Kapitalisme global yang filosofinya anti pembangunan berkelanjutan yang dipercaya akan mempercepat pembangunan ekonomi dan mengurangi kemiskinan, justru menunjukan watak yang sebenarnya sekarang. Kesenangan, tak pelak merupakan momok mengerikan abad ini.Noam Chomsky memperkirakan 1% penduduk dengan pendapatan tertinggi, setara dengan 60% penduduk dengan pendapatan terendah atau sejumlah 3 milyar manusia. Penelitian Brecher dan Smith bahkan lebih mengejutkan, menurut mereka kekayaan dari 3 orang terkaya di dunia, lebih besar dari gross domestic product (GDP) 48 negara termiskin atau seperempat jumlah total Negara di dunia. Curamnya kesenjangan itu, diwarnai pula oleh lautan pengganguran sekitar 1 milyar manusia sementara bagi para buruh yang telah bekerja, upah mereka tetap saja tak kunjung membaik, bahkan dengan melajunya waktu, ujar Susan George, upah mereka makin menurun. Lebih dari 50 tahun lalu, melalui The Great Transformation.
Karl Polanyi sebenarnya telah mengingatkan runyamnya keadaan, bila ekonomi hanya mengandalkan mekanisme pasar, kompetisi di dewa-dewakan menjadi etos (virtue), sementara yang lain diyakini hanya menjadi baik karena kelanjutannya diatur "invisible hand". Agaknya evolusi Darwinisme, survival of the fittest, benar-benar akan terjadi. yang lebih kuat karena memiliki kekayaan, pendidikan tinggi, serta kekuasaan, akan semakin berjaya. Sementara bagi yang lemah, miskin, dan pendidikannya rendah, dibiarkan gemetar kelaparan, mengigil dan menggeletukkan gigi di pinggir jalan atau lorong-lorong musim dingin.
Kontrasnya kesenjangan, rusaknya lingkungan, membeludaknya pengangguran dan meledaknya kemiskinan, merupakan buah yang harus ditanggung. Perdagangan bebas menuntut dienyahkannya berbagai restriksi, halangan, pajak maupun tarif, sehingga menyebabkan kompetisi yang ketat. Akibatnya Negara dipaksa untuk menurunkan upah buruh, memotong pajak, dan mengabaikan konservasi lingkungan. Yang dapat berkah dari perdagangan bebas ini tentu saja adalah para pemodal, terutama multi national corporations (MNC). Sementara itu, yang setengah mati adalah para pekerja. Agar tetap bekerja, mereka harus merelakan diberi puah yang rendah, sebab para calon pekerja yang lain telah berjubel antri, siap menggantikan.

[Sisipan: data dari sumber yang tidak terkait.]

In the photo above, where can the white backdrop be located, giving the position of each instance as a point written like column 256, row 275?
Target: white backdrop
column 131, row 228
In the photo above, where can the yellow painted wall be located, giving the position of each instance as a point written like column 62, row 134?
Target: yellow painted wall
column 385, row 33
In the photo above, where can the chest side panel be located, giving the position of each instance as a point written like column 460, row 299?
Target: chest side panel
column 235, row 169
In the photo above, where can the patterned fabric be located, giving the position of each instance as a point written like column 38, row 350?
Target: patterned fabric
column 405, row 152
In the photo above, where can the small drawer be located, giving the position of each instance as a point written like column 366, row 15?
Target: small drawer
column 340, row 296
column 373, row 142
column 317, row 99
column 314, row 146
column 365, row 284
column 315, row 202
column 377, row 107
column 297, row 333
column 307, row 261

4. Sepuluh Pandangan Umum Tentang Perladangan di Indonesia

Bagian ini diambil dari model tulisan Carol J. Prierce Colfer, dkk, dalam buku peladang berpindah di Indonesia perusak atau pengelola hutan? Istilah ladang berpindah saya ganti dengan ladang saja, lalu argumen, saya sesuaikan dengan konteks Kalimantan Barat. Para pembuat kebijakan yang mencoba untuk merancang kebijakan yang bersifat adil dan bermanfaat untuk masyarakat secara berkesinambungan, dalam pembuatan suatu keputusan tentang penggunaan hutan dan kegiatan perladangan dihadapkan dengan banyak informasi dan cara pandang yang tidak masuk akal. Beberapa konsep yang dianggap menyimpang dari pernyataan yang senantiasa timbul mengenai perladangan adalah sebagai berikut :

Pandangan # 1
” Penebangan hutan dilakukan oleh peladang yang beranak pinak dengan kecepatan yang luar biasa ”.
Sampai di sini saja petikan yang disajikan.